Out of 16 applications in the 2023-2025 funding call for Trinity’s Research Incentive Scheme (RIS), 8 projects have now been awarded funding. 

The primary purpose of this scheme is to incentivise new and ambitious projects. The categories of funding supported by the RIS are intended to facilitate a critical stage in the lifecycle of the proposed new project.

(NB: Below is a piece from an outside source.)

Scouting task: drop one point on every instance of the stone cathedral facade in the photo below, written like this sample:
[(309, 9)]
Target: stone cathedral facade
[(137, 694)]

Congratulating the awardees, Professor Eve Patten, Director of the Trinity Long Room Hub said:

“These projects demonstrate the innovative ways in which Trinity’s Arts and Humanities scholars are engaging with new partners and new technologies to pioneer unique approaches to their disciplines. We were really impressed with how researchers are democratising access to archives and collections but also problem solving for practitioners. We are delighted to be able to support their work.”

List of awardees:

  • Mark Faulkner (School of English): ‘Ansund: Using Machine Learning to Develop a New, Exhaustive, Open Access Corpus of Old English.’
  • Yvonne Lynch (Department of Clinical Speech and Language Studies) and Keith Maycock (National College of Ireland): ‘Leveraging machine learning to develop an open access materials repository for Speech and Language Therapy.’
  • Anna McSweeney (Department of History of Art and Architecture): ‘Making Medieval Spain’.
  • Brian McGing and Shane Wallace (Department of Classics) and Chester Beatty Library: ‘An Egyptian town and its people in the 1st century AD: the unpublished papers for the record office at Narmouthis.’
  • Maria Elisa Navarro Morales (Department of History of Art and Architecture) and Emily Monty (former Fagel Fellow): ‘A Portal to the Fagel Collection.’
  • Nicole Volmering (Department of History) and Dublin City Council: ‘The cló gaelach in the Irish Streetscape (CLÓSCAPE).’
  • Zuleika Rodgers (Department of Near and Middle Eastern Studies) and Christine Morris (Department of Classics): ‘Making the Past Visible: Stories from the Weingreen Museum Collection.’
  • Aoife Lynam, Conor McGuckin (School of Education) and Sarah Jane Scaife (Department of Drama Studies): ‘Illuminating the Shadows of Grief: Unveiling Adult Experiences of Childhood Bereavement using the Creative Arts.’